What is a Nash equilibrium?

Answer 10

A set of strategies, such that given the option to switch strategies no player would choose to deviate from the strategy.
This applies for both pure and mixed strategies

Question 11

True/False - In the n-player pure strategy game, if elimination of strictly dominated strategies eliminates all but one combination, that combination is a Nash Equilibrium.

Answer 11

True and it is the unique NE

Question 12

True/False - A Nash Equilibrium will not necessarily survive elimination of strictly dominated strategies.

Answer 12

False

Question 13

True/False - If n is finite and for all players the set of strategies is finite there must exist a pure strategy Nash Equilibrium.

Answer 13

False - But there does exists a mixed strategy NE

Question 14

What does the tit-for-tat strategy imply about cooperation based on the time scale considered (i.e. gamma)?

Answer 14

In general that cooperation only makes sense on a long time scale and with low gamma we re still better off always defecting

Question 15

How do you construct a best response for a finite state strategy?

Answer 15

We construct an MDP to represent it and then solve the MDP

Question 16

True/False - An implausible threat can result in a subgame perfect NE

Answer 16

False

Question 17

Construct a subgame perfect strategy for the repeated prisoners dilemma.

Answer 17

This is referred to as the Pavlov strategy:

Cooperate if agree, defect if disagree

Question 18

Describe the computational folk theorem

Answer 18

For any 2-player bimatrix repeated game you can construct a subgame perfect NE in polynomial time.

Question 19

What are the “nice” properties of zero-sum stochastic games?

Answer 19

Value iteration works
Minimax-Q converges
There exists a unique solution to Q*
Policies can be computed independently 
Update efficient
Q functions are sufficient to specify policy

Question 20

What are the features of general-sum stochastic games?

Answer 20

Value iteration doesn’t work
Nash-Q doesn’t converge
No unique solutions to Q*
Policies cannot be computed independently
Update is not efficient (PPAD difficult)
Q functions are not sufficient to specify policy

Question 21

What is a solution concept?

Answer 21

A rule for predicting how a game will be played.

e.g. Nash, subgame perfect, CoCo, correlated

Question 22

What is a real life example of correlated equilibrium?

Answer 22

Traffic lights.

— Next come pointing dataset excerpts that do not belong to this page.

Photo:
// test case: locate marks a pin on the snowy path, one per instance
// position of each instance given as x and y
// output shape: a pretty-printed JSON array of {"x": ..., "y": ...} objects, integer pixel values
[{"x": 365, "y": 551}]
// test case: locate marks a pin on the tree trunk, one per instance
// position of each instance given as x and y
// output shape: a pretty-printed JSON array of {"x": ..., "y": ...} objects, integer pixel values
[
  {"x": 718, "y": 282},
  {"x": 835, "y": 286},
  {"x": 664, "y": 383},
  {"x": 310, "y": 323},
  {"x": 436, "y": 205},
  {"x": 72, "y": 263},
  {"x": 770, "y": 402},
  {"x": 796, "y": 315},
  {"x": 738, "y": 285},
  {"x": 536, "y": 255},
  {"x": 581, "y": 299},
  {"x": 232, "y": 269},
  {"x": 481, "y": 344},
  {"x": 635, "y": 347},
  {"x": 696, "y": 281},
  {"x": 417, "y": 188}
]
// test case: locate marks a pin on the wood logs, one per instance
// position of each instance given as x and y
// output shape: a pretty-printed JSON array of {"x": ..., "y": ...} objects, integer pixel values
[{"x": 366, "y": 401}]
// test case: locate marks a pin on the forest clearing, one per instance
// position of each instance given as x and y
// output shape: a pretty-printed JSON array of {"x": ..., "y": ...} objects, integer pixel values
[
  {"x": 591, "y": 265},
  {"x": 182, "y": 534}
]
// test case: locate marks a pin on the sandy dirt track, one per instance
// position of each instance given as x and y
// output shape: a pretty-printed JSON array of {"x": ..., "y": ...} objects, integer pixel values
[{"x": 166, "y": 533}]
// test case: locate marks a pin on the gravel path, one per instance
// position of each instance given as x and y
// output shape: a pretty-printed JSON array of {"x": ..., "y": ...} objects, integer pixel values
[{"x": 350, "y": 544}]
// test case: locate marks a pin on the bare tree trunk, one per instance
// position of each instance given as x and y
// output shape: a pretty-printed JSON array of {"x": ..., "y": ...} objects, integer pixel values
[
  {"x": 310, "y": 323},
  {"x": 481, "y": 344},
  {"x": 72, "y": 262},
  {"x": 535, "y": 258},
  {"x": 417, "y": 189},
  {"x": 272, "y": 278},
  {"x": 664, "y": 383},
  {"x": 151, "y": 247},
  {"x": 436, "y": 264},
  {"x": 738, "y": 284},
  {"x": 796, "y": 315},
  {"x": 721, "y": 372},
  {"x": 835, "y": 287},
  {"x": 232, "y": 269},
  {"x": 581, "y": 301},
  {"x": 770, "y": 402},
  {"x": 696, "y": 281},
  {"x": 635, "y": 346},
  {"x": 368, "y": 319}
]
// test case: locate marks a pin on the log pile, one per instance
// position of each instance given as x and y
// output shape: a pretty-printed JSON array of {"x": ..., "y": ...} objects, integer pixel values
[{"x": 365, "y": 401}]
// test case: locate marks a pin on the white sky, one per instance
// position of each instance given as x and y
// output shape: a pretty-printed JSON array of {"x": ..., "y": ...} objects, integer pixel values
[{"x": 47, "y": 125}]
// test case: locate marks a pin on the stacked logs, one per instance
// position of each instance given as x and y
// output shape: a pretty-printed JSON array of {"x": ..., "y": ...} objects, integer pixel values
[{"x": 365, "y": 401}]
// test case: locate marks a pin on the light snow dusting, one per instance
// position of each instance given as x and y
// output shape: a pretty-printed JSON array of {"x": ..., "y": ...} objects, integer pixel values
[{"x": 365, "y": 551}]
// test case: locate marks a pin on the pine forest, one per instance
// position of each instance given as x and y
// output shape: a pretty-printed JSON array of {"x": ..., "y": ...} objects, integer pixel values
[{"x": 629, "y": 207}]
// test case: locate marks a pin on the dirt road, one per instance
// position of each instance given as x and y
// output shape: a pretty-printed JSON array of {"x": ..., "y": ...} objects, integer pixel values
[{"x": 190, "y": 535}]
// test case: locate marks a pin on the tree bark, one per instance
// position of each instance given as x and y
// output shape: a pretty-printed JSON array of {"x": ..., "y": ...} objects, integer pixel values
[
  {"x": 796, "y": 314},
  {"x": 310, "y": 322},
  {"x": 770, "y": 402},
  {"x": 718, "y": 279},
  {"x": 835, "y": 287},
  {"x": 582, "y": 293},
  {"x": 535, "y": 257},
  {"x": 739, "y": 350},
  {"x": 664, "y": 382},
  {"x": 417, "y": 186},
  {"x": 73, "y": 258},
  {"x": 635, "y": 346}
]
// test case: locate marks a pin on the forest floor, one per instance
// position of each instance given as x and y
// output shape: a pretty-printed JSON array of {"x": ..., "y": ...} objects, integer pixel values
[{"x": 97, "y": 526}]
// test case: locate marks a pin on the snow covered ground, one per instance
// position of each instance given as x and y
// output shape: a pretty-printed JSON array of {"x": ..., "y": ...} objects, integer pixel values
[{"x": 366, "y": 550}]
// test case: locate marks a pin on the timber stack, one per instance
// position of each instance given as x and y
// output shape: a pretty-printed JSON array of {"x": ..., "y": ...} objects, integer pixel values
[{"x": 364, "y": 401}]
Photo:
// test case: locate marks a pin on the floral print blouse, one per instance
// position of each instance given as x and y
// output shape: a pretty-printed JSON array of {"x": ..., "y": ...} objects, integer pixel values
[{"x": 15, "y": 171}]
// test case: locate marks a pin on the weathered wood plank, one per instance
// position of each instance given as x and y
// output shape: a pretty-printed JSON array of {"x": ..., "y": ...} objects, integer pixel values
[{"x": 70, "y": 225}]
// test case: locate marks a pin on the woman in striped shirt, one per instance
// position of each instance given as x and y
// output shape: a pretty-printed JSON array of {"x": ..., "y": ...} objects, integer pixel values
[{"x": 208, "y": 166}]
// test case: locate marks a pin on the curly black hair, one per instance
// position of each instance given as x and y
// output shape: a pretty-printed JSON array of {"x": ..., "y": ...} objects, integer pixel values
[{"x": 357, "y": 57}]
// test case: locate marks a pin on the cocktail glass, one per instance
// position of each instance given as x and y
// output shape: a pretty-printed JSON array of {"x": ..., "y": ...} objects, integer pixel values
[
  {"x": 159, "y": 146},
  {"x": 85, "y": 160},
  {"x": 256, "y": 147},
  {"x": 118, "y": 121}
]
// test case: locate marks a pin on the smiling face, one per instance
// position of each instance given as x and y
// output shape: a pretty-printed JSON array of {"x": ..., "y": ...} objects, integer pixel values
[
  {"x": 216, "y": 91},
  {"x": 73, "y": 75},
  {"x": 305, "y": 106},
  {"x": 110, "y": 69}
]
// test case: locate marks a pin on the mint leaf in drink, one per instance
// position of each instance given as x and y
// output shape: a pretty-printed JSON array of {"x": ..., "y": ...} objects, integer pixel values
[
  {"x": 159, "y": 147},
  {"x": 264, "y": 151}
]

We agree to follow what they say because it is better than alternative equilibria

Question 23

What are the features of correlated equilibria?

Answer 23

1. They can be found in poly time
2. All mixed Nash are correlated
3. All convex combinations of mixed Nash are correlated

Question 24

Describe CoCo strategy

Answer 24

Making side payments from excess reward to encourage better outcomes.

Compute maximax and minimax for the game and share the excess reward from the difference.

Question 25

What are the properties of coco?

Answer 25

Efficiently computable
Utility maximizing
Decompose game into sum of two games
UniqueCan be extended to stochastic games (coco-Q, non-expansion but still converges)
Not necessarily equilibrium (needs to be binding)
Doesn’t generalize to more than 2 players

Question 26

What is the difference between mechanism design and “normal” game theory?

Answer 26

Mechanism design is how to design a game based on a given desired behavior.